A food and supplies crisis could soon hit the Dzaleka refugees camp in Dowa district with government disclosing that it is only remaining with supplies that could last four months.
Minister of Homeland Security Ken Zikhale Ng’oma attributed this to a recent decision by the World Food Program which has cut to 50% all food and supplies assistance towards refugees.
He said this at a press briefing in Lilongwe yesterday, where he appealed for support.
“The World Food Program has reduced from 75% to 50% the supplies of food stuffs to the refugee camps in Malawi with effect 1st August, 2023. This will have an effect on our part because it will now be like a bottleneck for the government. This is why we urge everyone to help us, so that we can lobby donors.
“The supplies that we have will last up to 31st December 2023. We need to find a way that we should be able to support the refugees beyond that period,” said the minister.
At the briefing, the minister also said government will continue with the refugees relocation exercise. But he admitted that at the moment, the exercise has been hit by funding challenges as his department has not been able to get all the allocated funding for the exercise from the treasury.
Ng’oma also fired a warning shot to all refugees that have returned to towns and cities, that they have seven days to return to Dzaleka, failing which the government will be compelled to revoke their asylum and refugee status.
“We are giving all refugees that have returned to cities and towns to return to Dzaleka Refugees camp within seven days. If they do not comply with this notice, they will revoke their status and deport them out of this country. Everyone must return and follow proper procedures for conducting business in Malawi.
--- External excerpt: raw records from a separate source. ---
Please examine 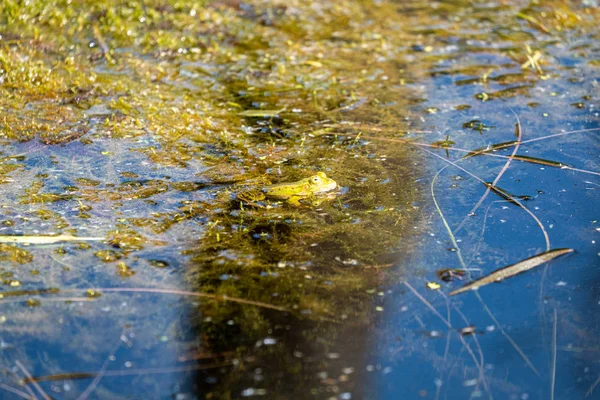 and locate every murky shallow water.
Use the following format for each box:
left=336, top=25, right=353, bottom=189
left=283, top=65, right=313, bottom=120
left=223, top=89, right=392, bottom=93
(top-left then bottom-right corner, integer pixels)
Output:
left=0, top=0, right=598, bottom=399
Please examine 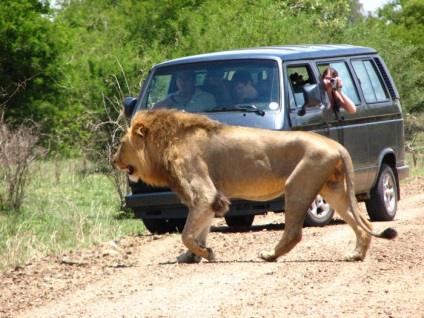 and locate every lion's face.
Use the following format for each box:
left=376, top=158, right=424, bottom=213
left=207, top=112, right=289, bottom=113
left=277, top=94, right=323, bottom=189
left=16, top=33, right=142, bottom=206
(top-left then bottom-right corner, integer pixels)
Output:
left=113, top=133, right=145, bottom=183
left=113, top=112, right=175, bottom=187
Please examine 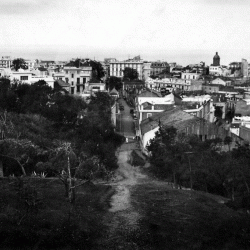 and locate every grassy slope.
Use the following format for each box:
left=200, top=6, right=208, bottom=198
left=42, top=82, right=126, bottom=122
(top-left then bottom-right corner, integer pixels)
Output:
left=130, top=182, right=250, bottom=250
left=0, top=178, right=114, bottom=249
left=0, top=176, right=250, bottom=249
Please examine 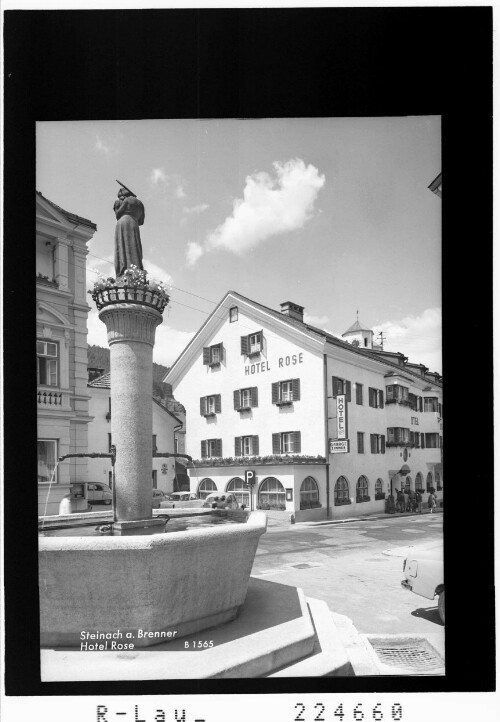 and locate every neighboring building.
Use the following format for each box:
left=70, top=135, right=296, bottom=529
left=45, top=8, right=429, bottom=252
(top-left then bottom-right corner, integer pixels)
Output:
left=428, top=172, right=442, bottom=199
left=165, top=291, right=443, bottom=521
left=87, top=373, right=183, bottom=494
left=36, top=192, right=97, bottom=515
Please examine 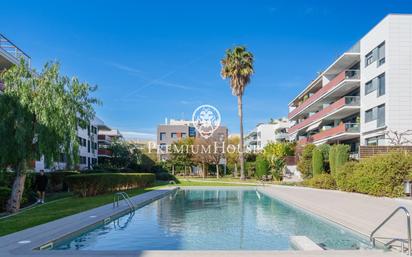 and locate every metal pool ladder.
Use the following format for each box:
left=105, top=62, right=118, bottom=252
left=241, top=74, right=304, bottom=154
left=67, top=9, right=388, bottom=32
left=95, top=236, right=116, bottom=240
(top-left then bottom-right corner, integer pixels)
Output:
left=370, top=206, right=411, bottom=255
left=113, top=192, right=135, bottom=214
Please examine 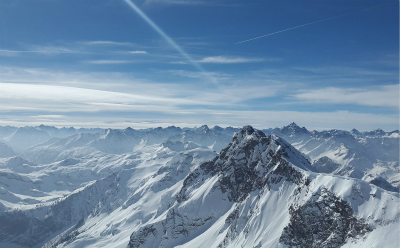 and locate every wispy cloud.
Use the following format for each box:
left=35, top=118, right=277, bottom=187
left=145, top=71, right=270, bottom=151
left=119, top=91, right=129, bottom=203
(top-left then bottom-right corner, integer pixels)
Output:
left=197, top=56, right=263, bottom=64
left=0, top=46, right=80, bottom=56
left=85, top=60, right=133, bottom=64
left=0, top=82, right=188, bottom=113
left=129, top=50, right=148, bottom=54
left=294, top=66, right=397, bottom=77
left=0, top=66, right=283, bottom=114
left=0, top=65, right=397, bottom=130
left=293, top=85, right=399, bottom=108
left=81, top=41, right=136, bottom=46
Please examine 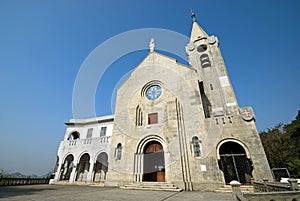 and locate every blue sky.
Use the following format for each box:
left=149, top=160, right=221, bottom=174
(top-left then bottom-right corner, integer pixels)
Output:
left=0, top=0, right=300, bottom=175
You cannot be operating a business in the country illegally,” Ng’oma said.
Meanwhile, Executive Director for Center of Democracy and Development Initiatives (CDEDI) Sylvester Namiwa says this is a key indication, that the refugees do not need to be condemned into camps, as a good number of them can feed themselves.
“We warned the government to stop that exercise for the following reasons; first, it lacks merit and that it made no sense, Africans victimizing fellow Africans. Why would the government force them into very congested camps? People that were self-reliant? The same government that is failing to feed its prisoners and its citizens, how would it feed the refugees?” asked Namiwa.
Dzaleka refugees camp in Dowa district currently has over 50 000 refugees against a holding capacity of not more than 14 000 refugees.